Properly mounting scope is essential for maintaining accuracy. If you need to know how to mount your scope in your rifle, follow our quick step-by-step guide below:
Step 1: For the first step, you’ll have to gather some essential tools. Here is the complete checklist of tools and components you’ll need to tighten your scopes properly:
- A torque wrench set.
- Handful tools to tighten the screws.
- Appropriate degreasing agent or gun oil to degrease the rings, bases, screws, and mounting holes in the firearm’s receiver.
Step 2: Before starting, make sure that the firearm is unloaded and installed on the appropriate base. Also, ensure that the scope and mounting hardware are compatible with each other.
Step 3: Now, you’ll have to seat the scope mount on the rifle’s receiver. Most rifle receivers have a pre-installed integral base as part of the rifle.
Make sure the gun is clear at the bottom of the base and the top of the receiver.
Step 4: Remove the plug screws from the scope rings. Then apply a very thin coat layer on the base mounting screws and the holes of the receiver. It will help to prevent the surfaces from rusting.
Step 5: Once the screws holes and scope are degreased, it is time to secure the screws through the scope cap and into the rifle. Finger-tight the screws and check to determine whether the scope is adjusted correctly and on the level.
When done, take a torque wrench, pull, and turn it out until it reaches the 20-22 inch round.

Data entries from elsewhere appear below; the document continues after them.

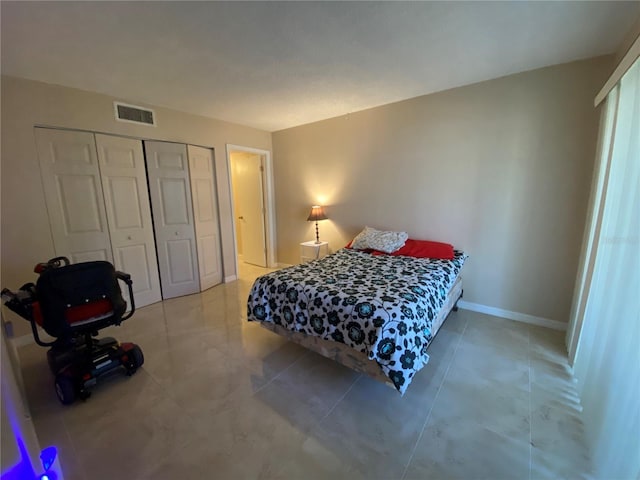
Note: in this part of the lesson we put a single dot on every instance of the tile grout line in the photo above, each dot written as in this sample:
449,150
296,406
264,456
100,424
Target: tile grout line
426,421
341,398
530,411
304,354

This is the pressure you’ll apply to the screws.
Now tighten the screws with this wrench. Make sure you are giving consistent pressure in all screws, and it is not exceeding 25 in/lbs as it may strip the thread or break the screws.
You will hear an audible click sound from the wrench indicating that the screws are mounted correctly.
Step 7: Now, remove the top of the rings and set the scope in the ring bottoms. Same as before, attach the bottom of the scope rings and tighten the screws.
Step 8: Once the scope is mounted, visually inspect the attachment between the rings and the scope’s main tube. This’ll ensure the correct alignment of the scope and the rings.
Step 9: Lastly, set the magnetic bubble level on a flat part of the rifle and level it. When done, hang a plumb bob and start rotating the scope with the bob.
Once that is done, tighten the screws slightly and evenly using the torque wrench until they reach 18 inch-lbs of torque.
Why Using The Correct Ring Torque Important?
Torque is basically the equivalent of linear force that measures the force around an axis and the surroundings. The term is quite important in mounting the screws on the rifle scope.
While torqueing the base, rings, and others using an adjustable torque, a specific amount from the manufactures recommendation is followed. Neither should it be over-tightened, not too loose, which doesn’t ensure the proper fittings.
When we over-tighten the rings, it could squeeze the internal parts together, which can damage the scope at a point.
Or, the screws may strip, making it harder to move fluently. Also, it becomes too difficult for the parallax to turn forwards and backward.
On the other hand, if you are keeping the screws too loose; chances are the scope will slip in the rings when the rifle recoils or if something gets bumped.
Also, the parallax or the erector gimbal will shift from side to side, which affects the rifle’s performance for the most part.
That’s why manufacturers always prescribe specific torque specs for each scope. For the vast majority of situations, 15-inch pounds is going to be more than enough, depending on which mount you are using.
Mounting a scope is quite a challenging technical task, as precision gets the highest priority in terms of accurate shooting.
Most of the hunters find themselves having difficulties while mounting the scope and get stuck on how tight should scope rings be!
I hope this information proves to be helpful for those looking for guidance. Thanks for reading this far.